Jeffrey took the file to the copy machine and copied the parts he thought he'd need. These included the electron microscopic reports, although not the photos themselves. It also included the toxicology section with the gas chromatography and mass spectroscopy graphs. To properly decipher the graphs, he knew he would have to spend more time in the library.

When he was finished with the copy machine, he found a large manila envelope and put the copies into it. Then he returned the original to its folder and refiled it. Jeffrey stowed the manila envelope on the lower shelf of his cleaning cart under some replacement rolls of toilet paper.

Then Jeffrey turned his attention back to cleaning. He was excited about what he had found. The idea of a contaminant was
still viable indeed. In fact, given the results of the electron micrographs, it was almost a certainty.

As the night wore on, Jeffrey's energy waned. By the time the sky began to brighten, he was thoroughly exhausted. He'd been running on nervous energy for hours. At six-fifteen, he took the opportunity of a phone in an empty social service office to give Kelly a call. If she had to leave the house by six forty-five, she was sure to be up.

As soon as she came on the line, Jeffrey excitedly told her about the emergency eye case the morning of the Patty Owen disaster and that .75% Marcaine had been used. “Kelly, you were so right. I don't understand why no one thought to look into such a possibility. Randolph didn't, and I never did.” Then he told her about the electron micrographs.

“Does that suggest a contaminant?” Kelly asked.

“It makes it almost certain. The next step is to try to figure out what it could be and why it didn't show up in the toxicology report.”

“This whole thing scares me,” Kelly said.

“Me too,” Jeffrey agreed. He then asked her if she knew anybody in pathology at Valley Hospital.

“Not in pathology,” Kelly answered. “But I still know several of the anesthesiologists. Hart Ruddock was Chris's best friend. I'm sure he'll know someone in pathology.”

“Could you give him a call?” Jeffrey asked. “See if he'd be willing to get copies of whatever the pathology department has on Henry Noble.
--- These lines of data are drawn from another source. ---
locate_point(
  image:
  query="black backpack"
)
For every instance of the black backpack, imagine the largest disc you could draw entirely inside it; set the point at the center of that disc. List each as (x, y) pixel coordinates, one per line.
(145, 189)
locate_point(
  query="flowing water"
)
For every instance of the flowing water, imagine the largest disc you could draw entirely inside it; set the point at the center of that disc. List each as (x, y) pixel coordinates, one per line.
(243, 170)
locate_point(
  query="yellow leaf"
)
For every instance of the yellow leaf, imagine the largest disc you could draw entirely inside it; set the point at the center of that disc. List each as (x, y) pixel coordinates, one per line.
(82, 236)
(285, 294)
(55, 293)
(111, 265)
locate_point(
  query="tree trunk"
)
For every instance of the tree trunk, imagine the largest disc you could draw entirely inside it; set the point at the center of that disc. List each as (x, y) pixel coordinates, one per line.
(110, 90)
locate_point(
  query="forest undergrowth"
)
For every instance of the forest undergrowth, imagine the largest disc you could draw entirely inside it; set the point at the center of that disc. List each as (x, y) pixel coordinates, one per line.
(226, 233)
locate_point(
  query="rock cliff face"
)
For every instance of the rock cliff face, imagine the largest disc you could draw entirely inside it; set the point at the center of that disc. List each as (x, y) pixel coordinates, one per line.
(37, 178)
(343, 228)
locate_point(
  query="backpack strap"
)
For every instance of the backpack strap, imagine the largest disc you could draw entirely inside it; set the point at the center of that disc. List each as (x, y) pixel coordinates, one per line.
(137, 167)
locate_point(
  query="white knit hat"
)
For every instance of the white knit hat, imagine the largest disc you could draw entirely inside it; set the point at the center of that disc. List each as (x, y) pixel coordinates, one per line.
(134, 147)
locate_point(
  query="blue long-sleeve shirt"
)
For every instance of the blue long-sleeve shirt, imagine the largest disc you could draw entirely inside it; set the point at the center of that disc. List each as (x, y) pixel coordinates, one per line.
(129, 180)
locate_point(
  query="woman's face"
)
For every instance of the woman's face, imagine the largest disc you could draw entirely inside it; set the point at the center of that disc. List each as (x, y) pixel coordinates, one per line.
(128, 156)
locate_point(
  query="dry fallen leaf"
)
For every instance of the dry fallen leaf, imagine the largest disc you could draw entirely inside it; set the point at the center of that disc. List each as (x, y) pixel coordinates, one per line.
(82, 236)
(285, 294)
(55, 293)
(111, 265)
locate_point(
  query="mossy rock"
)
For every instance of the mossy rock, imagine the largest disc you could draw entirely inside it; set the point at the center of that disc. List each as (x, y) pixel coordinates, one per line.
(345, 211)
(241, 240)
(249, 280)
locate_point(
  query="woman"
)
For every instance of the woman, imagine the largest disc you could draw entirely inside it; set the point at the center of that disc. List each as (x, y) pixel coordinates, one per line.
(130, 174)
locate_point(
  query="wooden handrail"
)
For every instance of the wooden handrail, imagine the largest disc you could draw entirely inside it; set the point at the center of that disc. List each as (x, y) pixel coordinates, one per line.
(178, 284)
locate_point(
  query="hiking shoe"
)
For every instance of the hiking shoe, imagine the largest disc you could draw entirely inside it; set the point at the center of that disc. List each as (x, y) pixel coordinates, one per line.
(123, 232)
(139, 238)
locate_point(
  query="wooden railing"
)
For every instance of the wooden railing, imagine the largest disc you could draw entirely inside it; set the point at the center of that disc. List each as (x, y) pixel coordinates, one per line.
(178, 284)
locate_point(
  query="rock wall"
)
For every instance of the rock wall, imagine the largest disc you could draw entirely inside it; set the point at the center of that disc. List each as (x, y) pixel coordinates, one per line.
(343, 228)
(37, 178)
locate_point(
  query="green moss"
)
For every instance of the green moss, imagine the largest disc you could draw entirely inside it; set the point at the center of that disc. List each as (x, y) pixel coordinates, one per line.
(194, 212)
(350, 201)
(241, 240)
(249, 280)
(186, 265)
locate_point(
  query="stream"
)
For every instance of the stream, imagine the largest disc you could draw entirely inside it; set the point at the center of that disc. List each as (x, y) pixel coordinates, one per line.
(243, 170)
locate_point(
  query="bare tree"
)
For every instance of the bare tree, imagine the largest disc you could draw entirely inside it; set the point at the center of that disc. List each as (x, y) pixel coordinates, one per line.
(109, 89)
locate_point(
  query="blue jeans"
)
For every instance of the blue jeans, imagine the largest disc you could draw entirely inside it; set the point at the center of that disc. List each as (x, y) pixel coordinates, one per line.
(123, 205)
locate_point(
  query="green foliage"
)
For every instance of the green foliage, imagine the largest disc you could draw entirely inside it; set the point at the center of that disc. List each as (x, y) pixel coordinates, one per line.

I'd be particularly interested in EM studies or histology of nervous tissue.”

“What will I say if he asks why I want it?”

“I don't know. Tell him you're interested, that you were reading Chris's notes and read that there was axonal degeneration. That should pique his curiosity.”

“All right,” Kelly said. “And you better get back here and get some rest. You must be asleep on your feet.”

“I'm exhausted,” Jeffrey admitted. “Cleaning is a hell of a lot more tiring than giving anesthesia.”

 

Early that morning, Trent made his way down the OR corridor of St. Joseph's Hospital with the doctored vial back in his briefs. He went through the same motions he had the previous morning, being especially sure no one was anywhere near Central Supply before he went in to switch the ampules. Since there were now only two ampules of .5% Marcaine in the open box, the
chances that his ampule would be used that day were good, especially with two epidural cases listed on the big board. Of course, there was no guarantee Marcaine would be used, much less the .5%. But there was a good chance. The cases scheduled were a herniorrhaphy and a laparoscopy. If it was one or the other, Trent hoped his ampule would make it to the laparoscopy. It would be too perfect; that prick Doherty was listed as the anesthesiologist.